Even though I'm sure I went camping as a kid, and I've gone on cabin trips as a young adult, the camping trip I took this weekend didn't quite feel the same. This time, there was no electricity to light my room or parents to take care of me. Just myself, my boyfriend Ben, my friends––Shannan and Ben W., and a car-full of camping supplies and food. For me, the trip was an experience that made me think about all the responsibilities we take for granted in the modern. We were forced to deal with things that our daily lives generally let us ignore––the dark, the cold, bugs, dirt,
But...maybe I'm being a little bit hyperbolic here. We only went to Mount Diablo, which is so close to home that we barely had to leave the county. Plus, we had what some would consider a pretty cushy campsite. Basic amenities––running water, bathrooms, showers––were all provided. My car was nearby. Hell, my phone was even fully functional and internet-ready the entire trip. Comforts aside, the 2500-foot elevation and the complete change in landscape still made it feel like we were escaping the hustle–and–bustle of city life. And as an inexperienced camper, the Juniper Campground at Mount Diablo provided just the right amount of discomfort to make the trip exciting, but not enough to make me feel overly uneasy. Though our trip wasn't incredibly eventful––really all we did was set up and take down, hike, and eat––everything we did seemed like an adventure, simply because we were camping.

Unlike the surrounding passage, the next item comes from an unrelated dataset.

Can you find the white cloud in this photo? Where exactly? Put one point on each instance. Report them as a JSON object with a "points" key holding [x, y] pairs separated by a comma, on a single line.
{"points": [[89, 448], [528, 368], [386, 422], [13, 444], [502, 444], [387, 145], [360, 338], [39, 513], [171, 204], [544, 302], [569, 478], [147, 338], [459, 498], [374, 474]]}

Here's a little breakdown of what happened this weekend:
We reached our campsite after a windy, uphill drive, and found a nice little spot within the Juniper Campground to set up our home for the weekend. I was so excited to be there––even little tasks like taking the food out of the car or connecting tent-poles––seemed exciting. We raced the sun, trying to put up our tent, unpack our supplies and make dinner, while we still had daylight.
After getting ready for the day, we had a hearty breakfast consisting of hard-boiled eggs, left-over hot-dogs, and fruit to prepare for the long hike to the summit of Mount Diablo. Soon after, we hit the trails and hiked the 1500 feet up the mountain, stopping here and there to catch our breath, to take a water break, to snap a photo. By the time we got to the lower part of the summit, we were wiped out and decided to take a little break to refuel with water, trail mix, apples, and CLIF bars.
Once we had gathered up enough energy again, we climbed the last 500 feet to the top of the summit. When we got there, we checked out the small visitors' center (why not?) and looked out at the stunning views from the observation deck. There was a picturesque panorama of rolling hills below a blue sky speckled with long white clouds. Though it was a tough hike for four out-of-shape friends, it was worth it for the beautiful views we got to see. (And, also for bragging rights.)